At just $1.4 billion in market cap, BigBear.ai is nowhere near the size of Palantir, whose valuation is north of $200 billion. But as Palantir has shown, investors are willing to pay a significant premium for a fast-growing business, especially one that may benefit from AI and data analytics. Palantir's stock is trading at more than 470 times its trailing earnings and nearly 80 times its trailing revenue.
BigBear.ai isn't anywhere near profitable -- it incurred losses totaling $170 million over the trailing 12 months -- but as the business scales, that could change. In its most recent earnings report, the company's quarterly revenue totaled $41.5 million for the period ending Sept. 30, which was up 22% year over year. Palantir, by comparison, expects its top line to grow at a rate of 31% for the current year, with its full-year revenue coming in above $3.7 billion.
There are many similarities between Palantir and BigBear.ai, although the latter is definitely far earlier in its growth than the former is. The good news for investors who are bullish on BigBear.ai stock is that, given the excitement in AI and data analytics, even if the business doesn't generate hundreds of millions of dollars in sales, it may not need to in order to see its valuation take off. Investors may be willing to pay a premium for the business if they see signs that it too may benefit from a surge in government business and AI-related demand.

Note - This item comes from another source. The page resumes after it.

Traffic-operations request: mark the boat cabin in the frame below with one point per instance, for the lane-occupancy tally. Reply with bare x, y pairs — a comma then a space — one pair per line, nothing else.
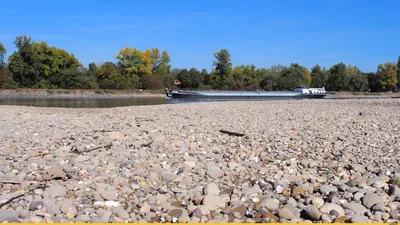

These types of stocks, however, will only be suitable for investors with a high risk tolerance. There is a lot of potential volatility here, especially when prices get out of control, and it becomes hard to justify valuations based on revenue or earnings multiples. While it can be exciting to ride the bullishness all the way up, it can also be distressing to see the stock fall on bad news or an underwhelming earnings report.
It's far too early to tell if BigBear.ai can be the next Palantir and grow to a valuation of more than $200 billion, as its operations are still a bit too small, and it's nowhere near profitability. But even it doesn't generate the same level of revenue or profit as Palantir does, it may not be surprising to see retail investors rally around this AI stock quickly, in the hopes that it becomes the next hot buy in tech. For the majority of investors, however, the safer option is to remain on the sidelines for the time being.